LJ Jellison's new "Fade to Black" was a lively enough way to introduce new audience to the full QCJC ensemble. Coming from a dancer with connections to Wicked, the piece was somewhat disappointing. OK, so everyone is dressed in camo. What now? All the energy was not wed to a discernible concept or purpose, and synchronicity was not up to the usual company standard -- perhaps betraying a lack of lead-time for rehearsals.

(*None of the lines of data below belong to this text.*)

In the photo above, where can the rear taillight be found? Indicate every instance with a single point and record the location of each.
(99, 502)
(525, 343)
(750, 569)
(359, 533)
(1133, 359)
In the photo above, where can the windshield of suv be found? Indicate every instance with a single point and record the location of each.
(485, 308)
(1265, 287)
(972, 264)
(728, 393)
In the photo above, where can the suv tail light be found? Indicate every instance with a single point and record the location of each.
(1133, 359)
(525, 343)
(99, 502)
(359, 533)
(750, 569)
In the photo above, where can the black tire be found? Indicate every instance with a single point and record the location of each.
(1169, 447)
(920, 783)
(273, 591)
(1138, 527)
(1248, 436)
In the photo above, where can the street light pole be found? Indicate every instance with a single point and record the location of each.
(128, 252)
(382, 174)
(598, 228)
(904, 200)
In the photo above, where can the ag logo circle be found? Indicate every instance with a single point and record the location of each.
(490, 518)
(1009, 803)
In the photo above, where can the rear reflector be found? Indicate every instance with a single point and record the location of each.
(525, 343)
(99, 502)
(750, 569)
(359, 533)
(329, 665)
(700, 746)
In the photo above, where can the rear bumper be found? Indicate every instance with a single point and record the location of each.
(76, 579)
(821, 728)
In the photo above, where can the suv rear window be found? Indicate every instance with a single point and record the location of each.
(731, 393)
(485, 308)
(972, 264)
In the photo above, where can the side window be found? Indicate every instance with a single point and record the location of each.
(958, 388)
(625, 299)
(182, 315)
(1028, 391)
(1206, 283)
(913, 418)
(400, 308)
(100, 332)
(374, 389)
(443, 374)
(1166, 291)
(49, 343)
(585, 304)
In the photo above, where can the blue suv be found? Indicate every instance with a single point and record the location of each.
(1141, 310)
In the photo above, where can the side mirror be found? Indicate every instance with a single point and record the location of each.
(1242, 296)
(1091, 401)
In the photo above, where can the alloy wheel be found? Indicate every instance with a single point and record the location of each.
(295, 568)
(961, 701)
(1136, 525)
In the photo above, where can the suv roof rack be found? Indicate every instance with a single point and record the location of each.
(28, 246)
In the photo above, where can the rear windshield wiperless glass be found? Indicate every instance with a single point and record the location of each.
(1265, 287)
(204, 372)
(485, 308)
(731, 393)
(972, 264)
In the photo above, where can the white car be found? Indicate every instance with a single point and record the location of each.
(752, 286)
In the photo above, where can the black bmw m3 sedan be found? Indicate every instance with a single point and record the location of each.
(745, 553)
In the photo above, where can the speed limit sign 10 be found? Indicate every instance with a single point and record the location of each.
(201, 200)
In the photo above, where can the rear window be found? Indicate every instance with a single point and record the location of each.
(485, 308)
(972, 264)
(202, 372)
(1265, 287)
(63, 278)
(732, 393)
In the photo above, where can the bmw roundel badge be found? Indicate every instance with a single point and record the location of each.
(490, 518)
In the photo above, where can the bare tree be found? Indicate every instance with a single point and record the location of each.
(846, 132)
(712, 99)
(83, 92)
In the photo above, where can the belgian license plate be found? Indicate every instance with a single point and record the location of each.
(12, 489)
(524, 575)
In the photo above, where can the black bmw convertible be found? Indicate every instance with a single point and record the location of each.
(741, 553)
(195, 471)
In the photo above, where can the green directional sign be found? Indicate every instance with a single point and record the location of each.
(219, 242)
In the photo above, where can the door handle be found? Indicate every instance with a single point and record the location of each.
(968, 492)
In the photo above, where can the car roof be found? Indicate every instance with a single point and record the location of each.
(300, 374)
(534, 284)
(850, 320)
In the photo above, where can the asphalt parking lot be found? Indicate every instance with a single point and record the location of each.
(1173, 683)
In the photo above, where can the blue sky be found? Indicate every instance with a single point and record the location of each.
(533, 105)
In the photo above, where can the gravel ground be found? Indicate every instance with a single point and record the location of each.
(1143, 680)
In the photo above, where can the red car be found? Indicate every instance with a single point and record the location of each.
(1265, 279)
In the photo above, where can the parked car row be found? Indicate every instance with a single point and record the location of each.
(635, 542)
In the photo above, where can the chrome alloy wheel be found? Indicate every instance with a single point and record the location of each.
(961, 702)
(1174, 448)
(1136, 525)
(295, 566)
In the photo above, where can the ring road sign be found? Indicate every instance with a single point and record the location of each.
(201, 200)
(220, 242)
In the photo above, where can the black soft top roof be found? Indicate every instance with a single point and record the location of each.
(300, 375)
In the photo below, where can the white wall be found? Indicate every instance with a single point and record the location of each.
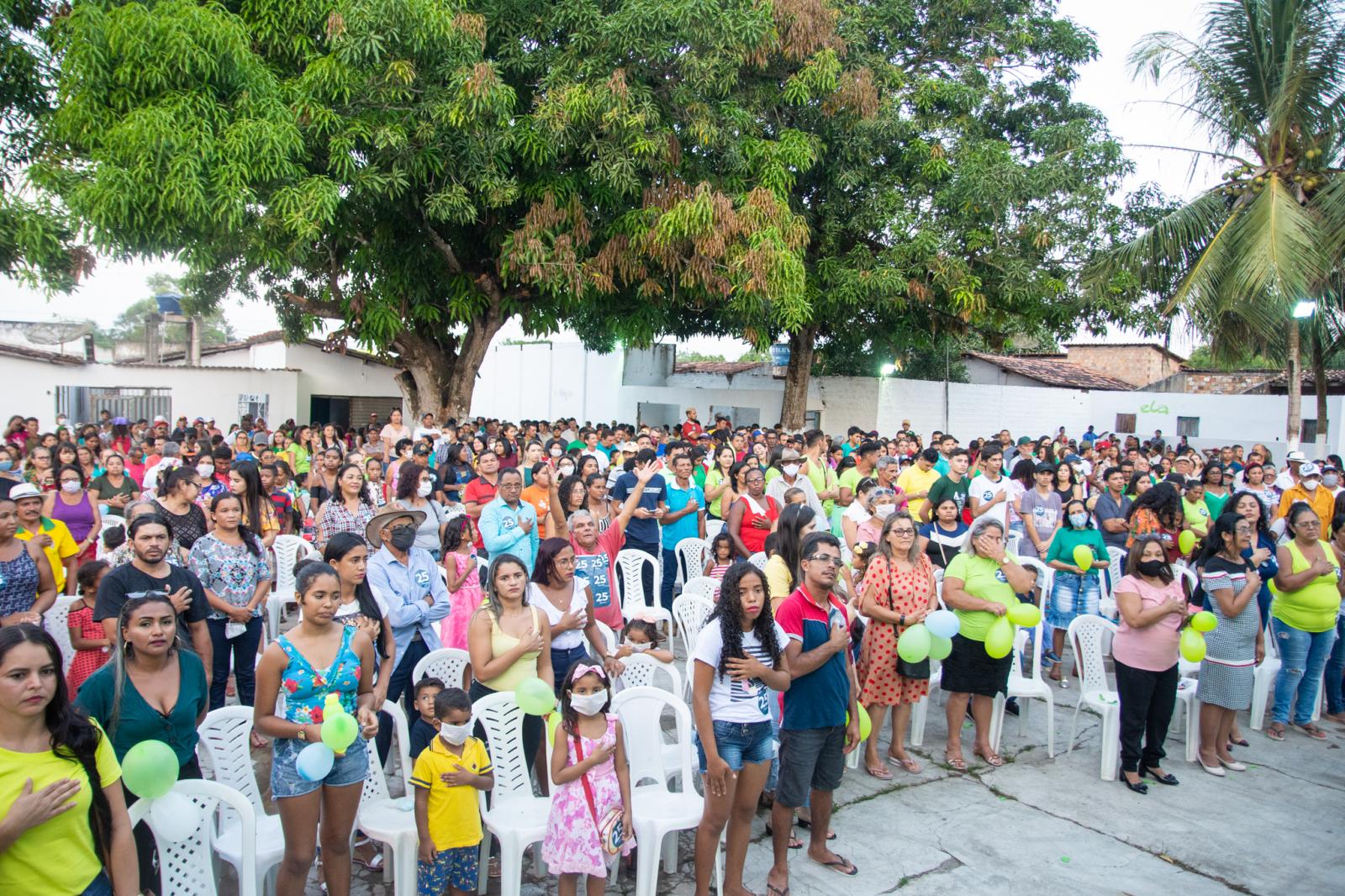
(195, 390)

More to my liking was QCJC artistic director Melanie Sullivan-Coyle's "Steam Heat," with Jemsek and Morning Star Allen donning the signature Gwen Verdon top hats and tails. "Nannou," a solo piece by Justin Turnow, effectively showcased Audrey Ipapo's peppiness, and Sullivan-Coyle's "Furyu" introduced us to 15-year-old Lindsey Collins, mature beyond her years.
The Reduced Shakespeare Company made their Charlotte debut at McGlohon with All the Great Books (abridged). Armed with choice barbs aimed at Charlotte and the Rolling Stones -- plus palsied impressions of the aging rockers -- the trio of Dominic Conti and co-authors Reed Martin and Austin Tichenor scored a resounding, hilarious triumph.
If you missed the merriment, Actor's Theatre will be mounting a production of this literate silliness next spring. They have a tough act to follow.